2023 Prix de West Bolo - Toadal Bolo by Steve Kestrel
2023 Prix de West Bolo - Toadal Bolo by Steve Kestrel
The 2023 Prix de West Collectors’ Bolo, titled Toadal Bolo, is the second bolo that Steve Kestrel has produced for Prix de West — the first being a barn owl he designed in 2003. Twenty years later, Kestrel said, his approach to designing the bolo has remained much the same: to hopefully enlighten viewers about the unique critters that we share the Western landscape with, giving them their fair share of “celebrity status.”
This year’s Toadal Bolo, Kestrel said, is generally based on the spade-foot toads of New Mexico, specifically the species that lives in Redstone Canyon, which is the Woodhouse’s Toad. “These toads are real survivors, digging down into the soil three to five feet with their back legs to get below the frost line to survive the long winter,” Kestrel said. “They have special toenails on their back feet (thus ‘spade-foot’) to help them dig in for the winter.

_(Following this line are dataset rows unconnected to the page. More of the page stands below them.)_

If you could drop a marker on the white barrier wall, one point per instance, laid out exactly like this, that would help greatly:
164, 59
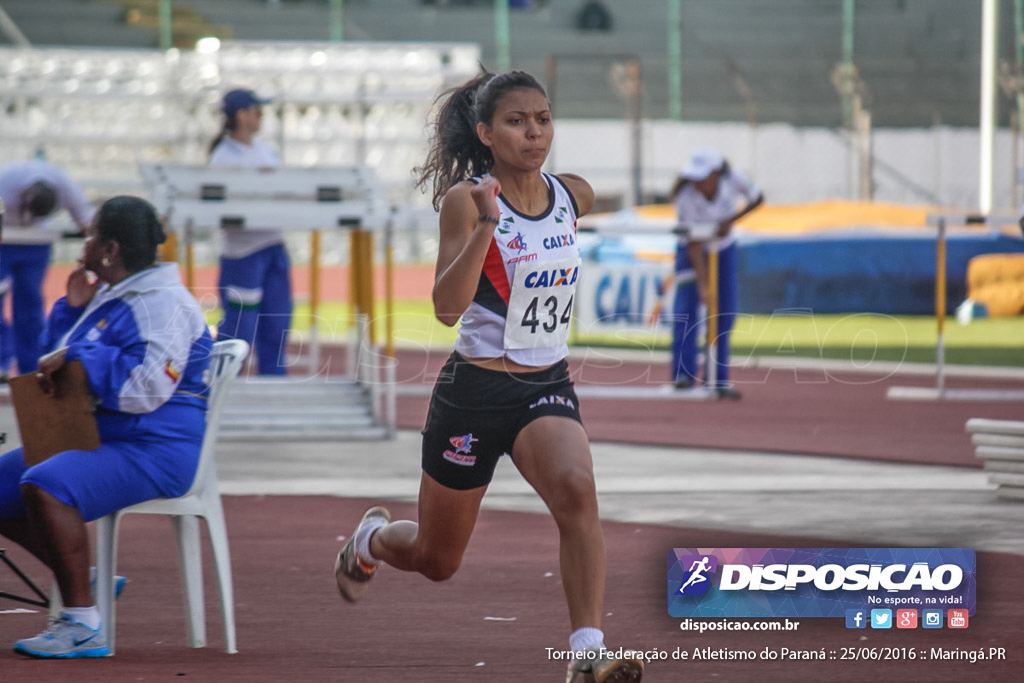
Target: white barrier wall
938, 165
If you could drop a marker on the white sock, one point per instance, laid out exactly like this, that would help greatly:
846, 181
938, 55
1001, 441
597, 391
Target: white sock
363, 536
586, 638
87, 616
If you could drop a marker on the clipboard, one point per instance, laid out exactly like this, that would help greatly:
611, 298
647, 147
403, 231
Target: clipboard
49, 425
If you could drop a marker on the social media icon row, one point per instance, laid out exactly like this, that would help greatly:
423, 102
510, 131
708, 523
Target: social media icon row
905, 619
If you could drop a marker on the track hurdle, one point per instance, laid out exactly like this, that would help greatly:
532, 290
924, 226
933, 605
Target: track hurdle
940, 391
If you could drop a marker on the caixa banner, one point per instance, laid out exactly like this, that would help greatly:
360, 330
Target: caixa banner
817, 582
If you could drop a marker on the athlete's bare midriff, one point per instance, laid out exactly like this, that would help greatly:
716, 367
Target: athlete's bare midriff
504, 365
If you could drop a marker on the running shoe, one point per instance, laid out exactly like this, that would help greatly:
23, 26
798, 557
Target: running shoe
728, 393
65, 639
605, 669
352, 573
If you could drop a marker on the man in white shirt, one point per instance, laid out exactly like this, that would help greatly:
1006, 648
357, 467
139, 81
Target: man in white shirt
255, 283
32, 191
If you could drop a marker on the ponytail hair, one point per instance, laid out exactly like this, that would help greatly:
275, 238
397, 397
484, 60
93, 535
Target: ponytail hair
456, 151
132, 222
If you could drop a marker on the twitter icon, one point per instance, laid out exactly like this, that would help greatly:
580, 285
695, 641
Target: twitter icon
882, 619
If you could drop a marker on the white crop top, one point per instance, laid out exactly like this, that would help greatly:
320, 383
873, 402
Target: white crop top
523, 303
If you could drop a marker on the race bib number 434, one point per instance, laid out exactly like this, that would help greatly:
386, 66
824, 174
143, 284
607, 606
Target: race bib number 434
541, 304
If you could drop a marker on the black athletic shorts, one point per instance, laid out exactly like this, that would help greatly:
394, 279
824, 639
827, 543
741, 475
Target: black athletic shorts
476, 414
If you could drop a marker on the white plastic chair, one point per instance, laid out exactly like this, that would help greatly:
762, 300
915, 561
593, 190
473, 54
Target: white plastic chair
203, 500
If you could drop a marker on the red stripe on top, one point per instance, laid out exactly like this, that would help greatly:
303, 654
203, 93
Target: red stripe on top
494, 270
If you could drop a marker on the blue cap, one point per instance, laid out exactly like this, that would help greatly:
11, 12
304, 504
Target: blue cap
236, 100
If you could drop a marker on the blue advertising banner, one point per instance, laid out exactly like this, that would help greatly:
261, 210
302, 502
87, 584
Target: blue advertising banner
818, 582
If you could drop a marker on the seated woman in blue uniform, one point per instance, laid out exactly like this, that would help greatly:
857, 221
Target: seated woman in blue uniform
144, 344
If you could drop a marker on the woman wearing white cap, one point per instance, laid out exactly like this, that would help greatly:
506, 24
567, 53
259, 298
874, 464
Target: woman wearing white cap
255, 284
707, 193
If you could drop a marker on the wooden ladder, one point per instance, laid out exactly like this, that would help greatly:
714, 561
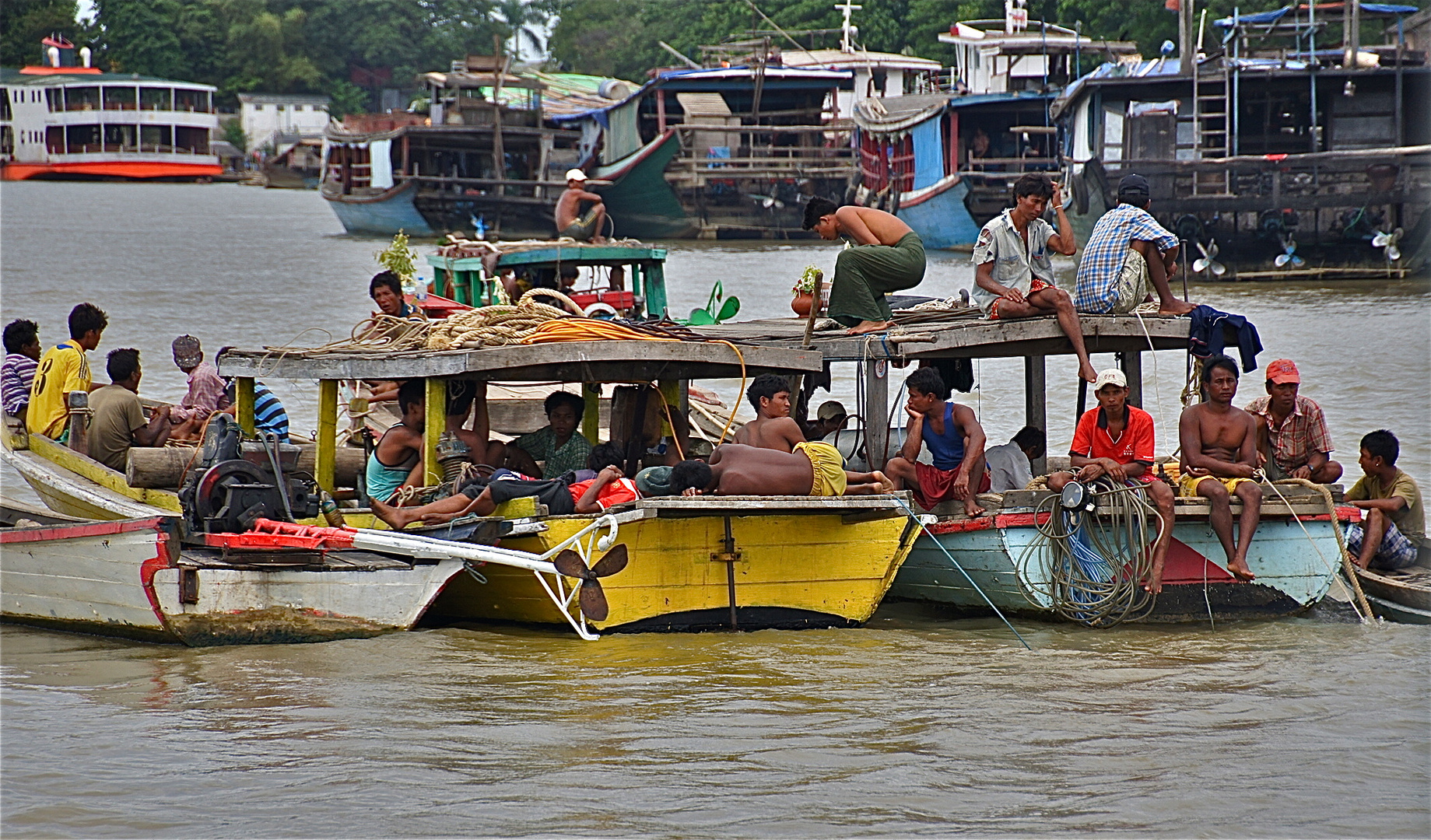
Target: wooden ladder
1209, 122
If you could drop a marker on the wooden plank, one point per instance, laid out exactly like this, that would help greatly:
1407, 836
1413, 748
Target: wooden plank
1036, 404
325, 458
876, 412
434, 412
584, 361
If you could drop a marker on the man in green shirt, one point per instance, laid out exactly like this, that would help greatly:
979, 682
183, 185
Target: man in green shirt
557, 444
117, 418
1394, 526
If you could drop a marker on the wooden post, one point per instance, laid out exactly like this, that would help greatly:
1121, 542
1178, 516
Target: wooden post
244, 404
591, 418
434, 414
656, 291
325, 457
1132, 366
876, 412
1035, 404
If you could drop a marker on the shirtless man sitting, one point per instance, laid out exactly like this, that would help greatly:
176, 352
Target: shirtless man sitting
1219, 458
815, 468
773, 427
888, 257
570, 221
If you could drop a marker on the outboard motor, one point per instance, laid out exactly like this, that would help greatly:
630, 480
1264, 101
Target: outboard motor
233, 482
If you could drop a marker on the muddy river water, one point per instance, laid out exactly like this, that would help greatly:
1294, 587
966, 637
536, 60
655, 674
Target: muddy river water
917, 724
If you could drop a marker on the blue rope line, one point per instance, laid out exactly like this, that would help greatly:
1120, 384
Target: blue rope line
907, 511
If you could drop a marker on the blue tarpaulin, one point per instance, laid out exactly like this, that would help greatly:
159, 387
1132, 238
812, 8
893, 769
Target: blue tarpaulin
929, 152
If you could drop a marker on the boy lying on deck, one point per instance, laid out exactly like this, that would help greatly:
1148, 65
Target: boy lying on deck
815, 468
561, 495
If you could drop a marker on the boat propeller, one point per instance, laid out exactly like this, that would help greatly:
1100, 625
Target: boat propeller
593, 598
1388, 241
1207, 262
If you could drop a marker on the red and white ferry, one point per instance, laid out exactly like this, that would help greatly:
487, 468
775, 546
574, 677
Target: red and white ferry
66, 119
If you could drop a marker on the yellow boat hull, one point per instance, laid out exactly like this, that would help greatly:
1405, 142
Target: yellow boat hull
793, 570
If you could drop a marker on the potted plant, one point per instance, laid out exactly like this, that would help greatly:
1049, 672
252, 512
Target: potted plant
803, 291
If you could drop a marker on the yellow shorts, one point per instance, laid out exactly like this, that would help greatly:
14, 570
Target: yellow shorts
827, 464
1188, 484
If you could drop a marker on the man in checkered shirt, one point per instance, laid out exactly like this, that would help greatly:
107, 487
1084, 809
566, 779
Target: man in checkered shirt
1128, 257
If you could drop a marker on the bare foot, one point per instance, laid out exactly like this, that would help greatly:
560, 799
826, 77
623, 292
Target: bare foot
1175, 308
865, 327
394, 517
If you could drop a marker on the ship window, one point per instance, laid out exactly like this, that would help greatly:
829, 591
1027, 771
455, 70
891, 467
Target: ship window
121, 98
82, 99
121, 138
192, 100
192, 141
82, 139
155, 99
156, 139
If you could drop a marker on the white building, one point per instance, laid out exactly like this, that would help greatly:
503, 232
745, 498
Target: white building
281, 119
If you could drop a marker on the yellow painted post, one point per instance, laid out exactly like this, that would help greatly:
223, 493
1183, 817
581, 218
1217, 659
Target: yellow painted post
325, 457
244, 404
591, 420
434, 412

In southern New Mexico, where I grew up, some spade-foot toads live underground for many years when the rainfall is insufficient for them to surface and breed in the intermittent pools. Thus, it’s always a race against time for the tadpoles before the pools dry up.”
Look closely at the bolo and you’ll see tadpoles circling the toad — this, Kestrel said, represents “renewal and forbearance” in the heart of the Southwest deserts.